Schadt wandelte bei seiner Berlin-Sinfonie ganz auf Ruttmanns Spuren, indem er ausschließlich in Schwarzweiß drehte und dabei eine altmodische 35-mm-Kamera benutzte, die kaum Raum für optische Spielereien gab. Im fertigen Film erinnern nicht nur einige Einstellungen an Ruttmann, auch in der Struktur folgt Schadts Berlin: Sinfonie einer Großstadt dem cineastischen Vorbild: Unzählige Berliner Anekdoten, die während eines Jahres gesammelt wurden, bindet er in einen Tagesablauf ein.

Um sich dann aber doch zu distanzieren, schraubt Schadt das Tempo zurück. Er misstraut der modernen Tempo-Utopie, die Ruttmanns Werk prägte, und setzt vielmehr in Gestalt von elegischen Luftaufnahmen, langen Einstellungen und menschlichen Porträts auf Innehalten, Ruhe und Nachdenklichkeit. Berlin ist für ihn vor allem eine beschädigte Stadt, die besonders von ihrer Geschichte geprägt ist. Im Olympiastadion filmt Schadt die steinernen Athleten, die schon 1936 hier standen. Fragend scheinen sie in die Zukunft zu gucken, wie Besucher aus einer anderen Zeit, denen es die Sprache verschlagen hat. Das Sowjetische Ehrenmal in Treptow fängt der Film in all seiner Monumentalität ein. Weitere historisch besetzte Orte vervollständigen das Bild: der jüdische Friedhof im Stadtteil Prenzlauer Berg etwa oder das Checkpoint-Charlie-Denkmal. Und natürlich fehlen auch nicht die Reste der Berliner Mauer. Irgendwann drängt sich der Verdacht auf, dass der Zuschauer hier einen politisch korrekten Geschichtsunterricht präsentiert bekommen soll. Als ginge es darum, der Weltöffentlichkeit zu beweisen, dass sich die ehemalige Reichshauptstadt ihrer Vergangenheit stellt. Eine besondere Perspektive ist kaum auszumachen, stattdessen wirkt vieles recht offiziell.

Auch die neue Berlin-Sinfonie wurde streng nach formalistischen Kriterien strukturiert. So sind die einzelnen Film-Kapitel durch die Bewegungen innerhalb des Bildrahmens definiert: Zu Beginn verlaufen viele Aktionen von links nach rechts, historische Passagen werden durch Schwenks in vertikaler Richtung angekündigt und zum Ende hin bewegt sich alles meist von rechts nach links. Ebenfalls der filmischen Praxis der 20er Jahre entlehnt ist das ästhetische Mittel der visuellen Analogie.

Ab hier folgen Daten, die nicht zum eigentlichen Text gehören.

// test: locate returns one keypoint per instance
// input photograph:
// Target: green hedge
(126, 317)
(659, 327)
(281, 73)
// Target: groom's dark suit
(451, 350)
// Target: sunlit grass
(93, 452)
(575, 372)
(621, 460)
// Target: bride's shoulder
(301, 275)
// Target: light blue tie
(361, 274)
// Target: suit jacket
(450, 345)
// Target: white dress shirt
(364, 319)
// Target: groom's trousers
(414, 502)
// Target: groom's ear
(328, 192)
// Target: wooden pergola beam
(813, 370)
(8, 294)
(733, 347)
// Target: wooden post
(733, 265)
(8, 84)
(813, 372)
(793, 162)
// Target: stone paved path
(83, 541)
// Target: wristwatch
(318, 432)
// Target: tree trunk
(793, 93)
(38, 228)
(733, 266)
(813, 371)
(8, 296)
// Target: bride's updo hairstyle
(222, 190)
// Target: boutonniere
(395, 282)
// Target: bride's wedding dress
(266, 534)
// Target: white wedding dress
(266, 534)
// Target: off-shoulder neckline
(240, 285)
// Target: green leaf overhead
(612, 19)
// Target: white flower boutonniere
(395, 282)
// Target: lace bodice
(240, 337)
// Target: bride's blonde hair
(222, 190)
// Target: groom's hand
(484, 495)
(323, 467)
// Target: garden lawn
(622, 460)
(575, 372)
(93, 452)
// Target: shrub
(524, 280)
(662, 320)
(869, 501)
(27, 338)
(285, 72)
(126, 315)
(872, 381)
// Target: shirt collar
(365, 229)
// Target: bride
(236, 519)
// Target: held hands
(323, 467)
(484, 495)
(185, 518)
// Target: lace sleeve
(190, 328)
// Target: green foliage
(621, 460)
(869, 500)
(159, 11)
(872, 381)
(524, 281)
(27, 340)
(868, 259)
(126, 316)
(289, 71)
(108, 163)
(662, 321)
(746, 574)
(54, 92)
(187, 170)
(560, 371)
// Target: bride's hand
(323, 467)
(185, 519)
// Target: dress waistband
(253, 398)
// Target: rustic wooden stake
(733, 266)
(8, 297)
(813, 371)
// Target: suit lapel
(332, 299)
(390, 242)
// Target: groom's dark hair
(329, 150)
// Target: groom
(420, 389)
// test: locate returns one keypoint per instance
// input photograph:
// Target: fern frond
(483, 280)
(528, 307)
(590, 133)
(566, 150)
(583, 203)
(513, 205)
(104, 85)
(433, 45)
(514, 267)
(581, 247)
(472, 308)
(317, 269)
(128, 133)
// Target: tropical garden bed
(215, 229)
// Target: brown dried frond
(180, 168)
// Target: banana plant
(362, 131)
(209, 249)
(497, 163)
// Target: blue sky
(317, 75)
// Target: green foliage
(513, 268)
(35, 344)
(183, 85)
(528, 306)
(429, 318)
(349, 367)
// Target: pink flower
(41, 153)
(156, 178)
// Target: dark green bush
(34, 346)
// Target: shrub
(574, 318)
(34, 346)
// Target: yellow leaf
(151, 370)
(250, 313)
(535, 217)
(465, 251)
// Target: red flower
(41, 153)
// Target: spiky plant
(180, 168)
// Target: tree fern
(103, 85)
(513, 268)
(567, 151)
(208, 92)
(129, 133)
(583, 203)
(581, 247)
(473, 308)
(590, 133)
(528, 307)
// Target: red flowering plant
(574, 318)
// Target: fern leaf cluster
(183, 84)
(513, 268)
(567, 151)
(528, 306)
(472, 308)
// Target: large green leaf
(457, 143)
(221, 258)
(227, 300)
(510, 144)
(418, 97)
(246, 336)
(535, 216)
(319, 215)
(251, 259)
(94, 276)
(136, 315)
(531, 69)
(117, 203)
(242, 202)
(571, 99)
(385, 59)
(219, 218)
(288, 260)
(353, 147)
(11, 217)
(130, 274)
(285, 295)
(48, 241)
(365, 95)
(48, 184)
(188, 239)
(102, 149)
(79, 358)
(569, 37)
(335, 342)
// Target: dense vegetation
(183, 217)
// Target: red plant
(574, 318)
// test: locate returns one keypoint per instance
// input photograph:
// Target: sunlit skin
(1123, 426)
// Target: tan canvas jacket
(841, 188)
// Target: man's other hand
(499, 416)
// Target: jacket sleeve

Von der Siegessäule schneidet Schadt auf einen Schornstein. Heute freilich wirkt eine solche Montagefolge aber genauso wenig progressiv wie die Passagen, die soziale Kontraste mittels Filmschnitt einander gegenüberstellen. Klischee trifft auf Klischee – einen Stachel besitzt eine solche, bereits in unzähligen Dokumentarfilmen vorgeführte Sozialkritik schon lange nicht mehr.

Wenn Schadt dagegen auf genaue Beobachtung setzt, hat der Film seine stärksten Momente. Szenen, die Menschen in Berlin porträtieren und gängige Klischees widerlegen, sind wohltuende Highlights in einem Film, der zwar gekonnt fotografiert ist, es dabei aber nicht versteht, die Stimmung dieser aufregenden Stadt aufs Zelluloid zu bannen.

Da hilft es wenig, wenn die zeitgenössischen Komponisten Iris ter Schiphorst und Helmut Oehring mit ihrer Filmmusik immer wieder versuchen Akzente zu setzen. Ein Berlin-Gefühl können auch sie nicht vermitteln – und darauf kommt es bei einer Berlin-Sinfonie doch an.